HIF2 in Bone Mass Accrual and Homeostasis
We are studying how the loss of HIF2 in mesenchymal progenitors increases bone mass and its translational implications
We demonstrated that loss of HIF2 in mesenchymal progenitors increases bone mass accrual by promoting bone formation without affecting bone resorption. HIF2 is another crucial mediator of the cellular adaptation to hypoxia. We are currently investigating whether pharmacological inhibition of HIF2 phenocopies the genetic experiment. HIF2 can be selectively inhibited by small molecules that are in clinical trials in patients with renal carcinoma. Inhibiting HIF2 could represent a therapeutic approach for treating low bone mass observed in chronic diseases, osteoporosis, or aging. Additionally, we are using unbiased approaches to establish how the loss of osteoblastic HIF2 promotes bone formation (R01 AR073022, Dr. Schipani PI).
Hypoxia-inducible factor 2α is a negative regulator of osteoblastogenesis and bone mass accrualView Publication
Osteoblasts, which are the bone-forming cells, operate in a hypoxic environment. The transcription factors hypoxia-inducible factor-1α (HIF1) and HIF2 are key mediators of the cellular response to hypoxia. Both are expressed in osteoblasts. HIF1 is known to be a positive regulator of bone formation. Conversely, the role of HIF2 in the control osteoblast biology is still poorly understood. In this study, we used mouse genetics to demonstrate that HIF2 is an inhibitor of osteoblastogenesis and bone mass accrual. Moreover, we provided evidence that HIF2 impairs osteoblast differentiation at least in part, by upregulating the transcription factor Sox9. Our findings constitute a paradigm shift, as activation of the hypoxia-signaling pathway has traditionally been associated with increased bone formation through HIF1. Inhibiting HIF2 could thus represent a therapeutic approach for the treatment of the low bone mass observed in chronic diseases, osteoporosis, or aging.

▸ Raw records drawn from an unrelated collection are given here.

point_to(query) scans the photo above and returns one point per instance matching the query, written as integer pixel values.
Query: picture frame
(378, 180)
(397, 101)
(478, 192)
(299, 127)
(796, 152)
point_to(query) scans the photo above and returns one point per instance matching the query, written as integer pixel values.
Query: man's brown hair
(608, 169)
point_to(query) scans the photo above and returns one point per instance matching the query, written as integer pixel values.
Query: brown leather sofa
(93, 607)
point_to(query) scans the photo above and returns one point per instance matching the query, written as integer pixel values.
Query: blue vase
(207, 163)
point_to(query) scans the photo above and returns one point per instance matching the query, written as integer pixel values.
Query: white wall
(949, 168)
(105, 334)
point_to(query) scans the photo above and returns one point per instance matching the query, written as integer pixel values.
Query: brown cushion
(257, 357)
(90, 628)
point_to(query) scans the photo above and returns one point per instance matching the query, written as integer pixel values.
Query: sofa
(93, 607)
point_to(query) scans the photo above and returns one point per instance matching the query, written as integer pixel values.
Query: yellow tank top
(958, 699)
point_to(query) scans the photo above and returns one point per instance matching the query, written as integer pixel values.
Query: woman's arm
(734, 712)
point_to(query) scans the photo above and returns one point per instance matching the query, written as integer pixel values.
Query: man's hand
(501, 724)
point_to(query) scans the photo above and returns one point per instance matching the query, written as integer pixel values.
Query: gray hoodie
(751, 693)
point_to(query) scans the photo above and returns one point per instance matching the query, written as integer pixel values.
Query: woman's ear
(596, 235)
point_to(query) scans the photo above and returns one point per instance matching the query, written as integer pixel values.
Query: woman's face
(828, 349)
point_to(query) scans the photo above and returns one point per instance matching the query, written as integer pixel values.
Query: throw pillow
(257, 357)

The HIF Signaling Pathway in Osteoblasts Directly Modulates Erythropoiesis through the Production of EPOView Publication
Osteoblasts are an important component of the hematopoietic microenvironment in bone. However, the mechanisms by which osteoblasts control hematopoiesis remain unknown. We show that augmented HIF signaling in osteoprogenitors results in HSC niche expansion associated with selective expansion of the erythroid lineage. Increased red blood cell production occurred in an EPO-dependent manner with increased EPO expression in bone and suppressed EPO expression in the kidney. In contrast, inactivation of HIF in osteoprogenitors reduced EPO expression in bone. Importantly, augmented HIF activity in osteoprogenitors protected mice from stress-induced anemia. Pharmacologic or genetic inhibition of prolyl hydroxylases1/2/3 in osteoprogenitors elevated EPO expression in bone and increased hematocrit. These data reveal an unexpected role for osteoblasts in the production of EPO and modulation of erythropoiesis. Furthermore, these studies demonstrate a molecular role for osteoblastic PHD/VHL/HIF signaling that can be targeted to elevate both HSCs and erythroid progenitors in the local hematopoietic microenvironment.